Все еще взбудораженный, я вышел из дома лордов и направился по опустевшему двору домой. Молния… Мне удалось вызвать молнию! Я не мог дождаться возможности повторить. Но я слишком устал… Я потер глаза и слегка споткнулся. Во дворе было очень темно. Когда я вытянул руку, чтобы удержать равновесие, я понял, что едва не врезался в стену Серого дома, вместо того чтобы пройти через ворота. Зажмурившись, я на ощупь нашел путь вдоль стены. Когда же я вошел внутрь, я оглянулся через плечо. Факелы над воротами лордов горели, вот только пламя не было ярким и оранжевым. Огни казались серыми покрывалами, колышущимися на ветру.
У меня мороз пробежал по коже. А когда я вспомнил о некоторых вещах, которые творил в тот день, к горлу подкатила тошнота. Я бросился в дом, едва не упал на лестнице и споткнулся о скамейку для ног у себя в комнате, несмотря на то, что лампы горели. Я крикнул рабам, чтобы те перестали глазеть на меня и приготовили ванну. Оставшись один, я сжал зеркало, стоя в тусклом кругу света под самой большой из ламп. Рука тряслась так сильно, что мне пришлось положить его и наклониться над ним.
Почти весь глаз был черным. Только узенький ободок белого окружал глубокие черные дыры, два бездонных колодца, просверленных прямо в глубины моей души.
ГЛАВА 39
На следующее утро солнце встало серым и тусклым. Я собирался поговорить с лордами. Я вовсе не был уверен, что глаза вылечатся сами, как синяки или подвернутые ноги, и, разумеется, не мог тренироваться в том состоянии, в каком я находился.

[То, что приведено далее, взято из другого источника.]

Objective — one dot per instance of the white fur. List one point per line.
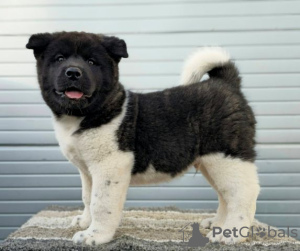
(105, 173)
(202, 61)
(237, 184)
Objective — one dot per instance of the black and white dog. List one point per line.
(117, 137)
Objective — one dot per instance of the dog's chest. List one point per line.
(84, 148)
(65, 128)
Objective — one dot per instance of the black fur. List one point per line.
(168, 129)
(171, 128)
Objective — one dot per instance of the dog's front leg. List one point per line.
(84, 220)
(110, 181)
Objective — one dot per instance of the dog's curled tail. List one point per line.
(212, 60)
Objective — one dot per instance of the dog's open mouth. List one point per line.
(72, 93)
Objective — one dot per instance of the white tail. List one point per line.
(202, 61)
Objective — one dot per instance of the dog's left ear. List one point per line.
(39, 42)
(115, 47)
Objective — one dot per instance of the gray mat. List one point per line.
(140, 229)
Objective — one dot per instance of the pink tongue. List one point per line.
(74, 94)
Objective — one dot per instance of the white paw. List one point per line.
(91, 237)
(83, 221)
(206, 223)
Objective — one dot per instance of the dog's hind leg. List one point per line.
(218, 220)
(237, 181)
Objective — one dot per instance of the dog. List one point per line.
(118, 138)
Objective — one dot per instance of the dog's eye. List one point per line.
(60, 59)
(91, 61)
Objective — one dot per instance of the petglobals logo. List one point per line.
(261, 232)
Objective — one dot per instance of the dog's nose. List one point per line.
(73, 73)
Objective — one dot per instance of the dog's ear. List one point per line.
(39, 42)
(115, 47)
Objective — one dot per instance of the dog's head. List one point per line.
(76, 70)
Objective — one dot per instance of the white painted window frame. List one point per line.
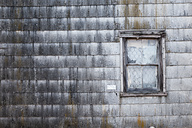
(142, 34)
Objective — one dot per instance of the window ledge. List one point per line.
(143, 95)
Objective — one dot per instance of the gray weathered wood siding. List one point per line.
(58, 56)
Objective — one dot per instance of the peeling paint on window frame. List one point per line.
(160, 35)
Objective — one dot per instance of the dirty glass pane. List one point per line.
(142, 76)
(149, 76)
(142, 51)
(134, 76)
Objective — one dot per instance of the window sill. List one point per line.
(143, 95)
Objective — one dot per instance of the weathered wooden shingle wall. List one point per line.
(58, 56)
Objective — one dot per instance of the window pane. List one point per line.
(142, 51)
(134, 76)
(142, 76)
(134, 51)
(149, 76)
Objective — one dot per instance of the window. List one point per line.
(143, 63)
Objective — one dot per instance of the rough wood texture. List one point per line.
(58, 56)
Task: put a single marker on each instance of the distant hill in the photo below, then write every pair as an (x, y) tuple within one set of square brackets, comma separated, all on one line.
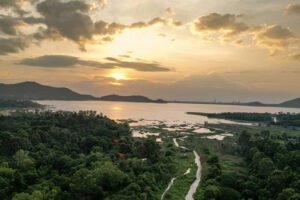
[(36, 91), (255, 103), (134, 98), (295, 103), (12, 104)]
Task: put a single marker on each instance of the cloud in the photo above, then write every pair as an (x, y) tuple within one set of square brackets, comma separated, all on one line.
[(16, 5), (295, 56), (71, 61), (69, 19), (8, 25), (227, 28), (292, 9), (12, 45), (215, 22), (139, 66), (274, 37)]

Нотоль! —позвал я. — Я должен сказать…
Доброе утро. —Прежде чем я успел раскрыть им мысли, Нотоль заполнила мой разум. — Вы утомлены сегодня? За последние дни мы зашли несколько дальше, чем я собиралась, — вы такой приятный ученик, такой восприимчивый, — а это всегда оказывается утомительным, когда кто-то начинает развивать такой талант. Вас не должно это беспокоить.
Я просто сомневался…
Мы сообщили вашим учителям, что сегодня вам потребуется отдых.— Парвен подхватил разговор, и, хотя его слова звучали приятно, когда он заговорил, во мне заворочался гнев. — Я погружу вас в сон до тех пор, пока вы не сможете приступить к надлежащим занятиям. Моя глупая сестрица несколько поторопилась.
Они не дали мне ничего сказать. Парвен наложил на меня заклятие, после чего все трое заговорили об упражнениях, которые они запланировали на ближайшие дни. Когда я уже засыпал, мне пришло в голову, что никто из них не упомянул о моих глазах. Мне показалось, они знают, что происходит, но не хотят, чтобы я знал. Иначе, зачем бы они так торопились отправить меня спать? Поскольку в Сером доме нет зеркал, они не думают, что я видел это сам, а ни один слуга не посмеет мне рассказать.
Прошло не меньше дня к тому времени, как я проснулся. Я умирал от голода. Как только я поел, я заставил себя посмотреть в зеркало. Только легкий след серого оставался в карем. Я решил, что раз мои глаза снова стали нормальными, значит, они не были действительно повреждены. Я могу по-прежнему ходить к Нотоль и изучать все, чему она может научить. Я должен был узнать все о силе и колдовстве, чтобы стать достаточно могущественным и делать то, что я захочу.
В тот день я усердно занимался на тренировке по фехтованию, наслаждаясь движением и схваткой после стольких дней бездействия. Уроки Нотоль были утомительны, но, насколько я знал, мое тело при этом ни разу не шелохнулось. С тех пор как я вернулся из пустыни и увлекся колдовством, мои навыки боя почти не улучшались. Если б я только мог воспользоваться толикой своей силы… Я попытался сгустить и утяжелить воздух вокруг клинка наставника.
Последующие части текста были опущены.